Scrappy Dappy Doo!


One of the great joys of being a father is experiencing pop culture that I loved as a child anew through my son Declan’s eyes. I almost feel like children’s entertainment was wasted upon me as a child, because I was a precocious sort forever in a fever to experience what I thought of as adult entertainment. 

During the entirety of my eighteen year career as a film critic, meanwhile, I thought the job of children’s entertainment was to entertain cynical adults like myself. If they also entertained the Younglings, so much the better, but I really did spend my entire pre-fatherhood career as a critic under the arrogant assumption that kid’s entertainment was not so secretly for adults first and foremost. 

It wasn’t until I had a child myself, and saw everything through the prism of parenthood that I came to realize just how wrong I’d been. I now subscribe to the revolutionary and far-out idea that kid’s entertainment is for children, and if it entertains adults, great, but that should always be a secondary concern if it’s a concern at all. 


So far I’ve felt privileged to experience a lot of wonderful entertainment from the my childhood with, and through, Declan. As I have chronicled here exhaustively, being a parent has caused me to fall in love with Sesame Street all over again, to a degree that borders on pathological, unhealthy and abnormal. I’m more into Sesame Street than Declan is. At three and a half years old, Declan seems to have outgrown Sesame Street but I still watch new episodes by myself each week. 

Some of the Declan’s favorites I’ve learned to love for their sheer absurdity and pandering ridiculousness, like Mutt & Stuff or Paw Patrol. But a lot of what Declan loves is stuff that I legitimately love as well, like It's the Great Pumpkin, Charlie Brown, The Ramones doing the Spider-Man theme song and superhero media in general. 
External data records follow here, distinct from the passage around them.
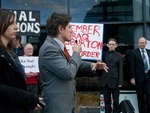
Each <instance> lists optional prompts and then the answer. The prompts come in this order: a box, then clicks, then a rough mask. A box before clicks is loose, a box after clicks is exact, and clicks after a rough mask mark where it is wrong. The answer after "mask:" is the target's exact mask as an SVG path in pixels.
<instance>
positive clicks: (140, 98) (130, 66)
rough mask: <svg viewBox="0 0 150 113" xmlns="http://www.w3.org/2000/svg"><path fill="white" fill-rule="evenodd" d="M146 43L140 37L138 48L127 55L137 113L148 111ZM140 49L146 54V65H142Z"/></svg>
mask: <svg viewBox="0 0 150 113" xmlns="http://www.w3.org/2000/svg"><path fill="white" fill-rule="evenodd" d="M146 44H147V40H146V39H145V38H144V37H140V38H139V40H138V48H137V49H135V50H134V51H132V52H131V54H130V57H129V61H130V65H129V66H130V68H129V69H130V76H131V80H130V82H131V83H132V84H133V85H135V87H136V92H137V99H138V107H139V113H150V50H148V49H146V48H145V46H146ZM142 51H144V56H146V64H147V66H145V65H144V62H145V60H144V61H143V52H142ZM145 97H146V98H145ZM145 107H146V108H147V109H146V108H145Z"/></svg>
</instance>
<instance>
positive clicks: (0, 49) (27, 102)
mask: <svg viewBox="0 0 150 113" xmlns="http://www.w3.org/2000/svg"><path fill="white" fill-rule="evenodd" d="M0 15H1V16H0V97H1V99H0V112H1V113H29V109H30V108H31V109H34V108H35V107H36V108H40V109H41V106H40V105H39V104H38V102H39V100H41V99H42V98H38V97H37V96H35V95H33V94H31V93H29V92H27V91H26V83H25V73H24V70H23V68H22V66H21V64H20V62H19V60H18V57H17V55H16V54H15V53H14V52H13V39H15V38H16V34H17V30H18V27H17V24H16V18H15V14H14V13H12V12H10V11H9V10H5V9H0Z"/></svg>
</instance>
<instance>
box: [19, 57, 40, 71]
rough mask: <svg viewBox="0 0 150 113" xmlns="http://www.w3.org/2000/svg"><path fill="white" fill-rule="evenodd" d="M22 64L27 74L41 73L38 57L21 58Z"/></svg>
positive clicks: (20, 61) (19, 59)
mask: <svg viewBox="0 0 150 113" xmlns="http://www.w3.org/2000/svg"><path fill="white" fill-rule="evenodd" d="M19 60H20V63H21V64H22V65H23V66H24V69H25V73H28V72H39V66H38V57H26V56H21V57H19Z"/></svg>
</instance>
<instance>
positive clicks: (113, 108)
mask: <svg viewBox="0 0 150 113" xmlns="http://www.w3.org/2000/svg"><path fill="white" fill-rule="evenodd" d="M107 47H108V49H109V50H108V51H106V52H105V53H104V54H103V56H102V61H103V62H105V63H106V64H107V66H108V67H109V70H108V73H106V72H105V71H103V73H102V75H101V76H100V87H102V92H103V95H104V102H105V113H111V111H112V109H111V95H112V98H113V113H119V87H122V84H123V57H122V55H121V54H120V53H119V52H117V51H115V49H116V47H117V41H116V40H115V39H113V38H110V39H109V40H108V44H107Z"/></svg>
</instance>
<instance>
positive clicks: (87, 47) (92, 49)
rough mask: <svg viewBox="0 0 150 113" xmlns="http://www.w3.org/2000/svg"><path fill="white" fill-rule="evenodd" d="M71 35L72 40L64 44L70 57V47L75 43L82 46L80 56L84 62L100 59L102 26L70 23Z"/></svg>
mask: <svg viewBox="0 0 150 113" xmlns="http://www.w3.org/2000/svg"><path fill="white" fill-rule="evenodd" d="M70 24H71V27H72V30H73V33H72V39H71V41H69V42H65V45H66V47H67V49H68V52H69V53H70V55H72V52H73V51H72V47H73V46H74V44H75V43H76V42H75V40H77V42H78V44H80V45H81V46H82V52H81V54H80V56H81V58H82V59H85V60H99V59H101V57H102V48H103V24H90V23H70Z"/></svg>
Declan also loves Scooby Doo, which I watched and loved as a child despite knowing that it was ultimately hot garbage. I wrote about Declan’s discovery of Scooby Doo’s Twin Peaks homage Mystery Incorporated here and while Declan does enjoy the hip, adult, thinking person’s Scooby-Doo I have also discovered that he likes Scrappy Doo as well. I mean, he really likes Scrappy-Doo. 

New, dystopian, post-apocalyptic Scrappy (left), old model (right) 

New, dystopian, post-apocalyptic Scrappy (left), old model (right) 

And that is totally fine with me. Obviously I do not enjoy the character as much as him. In fact, I find him rather annoying. But Scrappy Doo was not created for me. He’s not for me. He was made for Declan and children his age. This is true of other characters like Jar Jar Binks and Tow Mater as well. If you’re up in arms about those characters being made for babies, that’s because they were made for babies. And that, also, is totally okay. In fact, it’s great. 

Babies need entertainment. Toddlers need entertainment. Very small children need entertainment and while I wish Declan chose stuff everyone could enjoy, I am never going to judge him for liking something kids his age are supposed to like. I’m not going to judge him for feeling enjoyment and pleasure at something that’s not hip or good or fashionable. 


It’s my job as his parent to judge things for appropriateness but I’m not going to be such a snob that I veto things because they do meet my aesthetic standards. Scrappy-Doo is for Declan, and that's more than good enough for me.